Valendo-se de brechas na lei, Jailson driblou a cassação e retomou a disputa como candidato a prefeito aliado ao PSD do Professor Joel, que indicou o parceiro de chapa. O bloco adversário limitou-se a rejuvenescer a luta pelo poder municipal com um salto geracional na escolha do prefeito: saiu Roberto César pai, entrou o filho Roberto César Area Leão Nascimento, ou apenas Robertinho, também filiado ao PR. Conforme o combinado no parto da coligação vencida há dez meses, coube ao PP a indicação do vice.
Concluída a apuração, Robertinho foi eleito com 663 votos, 38 além dos 625 em que Jailson estacionou. O candidato do PT tropeçou no fiasco quando já corria para o abraço — a possibilidade do fracasso, que o apoio militante do companheiro governador Wellington Dias tornara improvável, parecia definitivamente exorcizada desde a divulgação da mensagem de Lula. O que teria impedido a reprise, em escala ampliada, da vitória ocorrida há apenas dez meses? Qual teria sido a causa da virada?

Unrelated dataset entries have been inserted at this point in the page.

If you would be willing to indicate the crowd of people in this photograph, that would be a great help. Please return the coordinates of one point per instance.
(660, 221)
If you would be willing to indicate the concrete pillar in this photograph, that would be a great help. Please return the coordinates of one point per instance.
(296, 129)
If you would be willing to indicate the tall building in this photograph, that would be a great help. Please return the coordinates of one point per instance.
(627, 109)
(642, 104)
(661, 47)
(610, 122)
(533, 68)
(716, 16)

Quem vê as coisas como as coisas são não perdeu sequer um minuto com o claro enigma. Em outubro de 2016, absorvido por outros naufrágios em curso, Lula não teve tempo para Miguel Leão: não deu as caras por lá, não mandou mensagens, nem ficou sabendo da existência de um companheiro chamado Jailson. Desta vez foi diferente. Afundado até o pescoço na Lava Jato, acuado por taxas de rejeição estratosféricas, o chefão teve tempo para lembrar ao eleitorado local o que muitos moradores pareciam ter esquecido — ou preferiam esquecer.
Jailson é do PT, informou Lula, que em seguida ameaçou Miguel Leão com a repetição em âmbito municipal do que fizeram ao Brasil os governos petistas. Quando ouviram a mensagem pela primeira vez, partidários do candidato garantiram que Lula faria toda a diferença. Fez mesmo. Ao apoiar Jailson, elegeu Robertinho. O que houve num lugarejo a quase 100 quilômetros de Teresina antecipa o que acontecerá em 2018. Anotem outra vez: é mais fácil Frei Betto virar papa ainda neste ano do que Lula ser eleito presidente no ano que vem.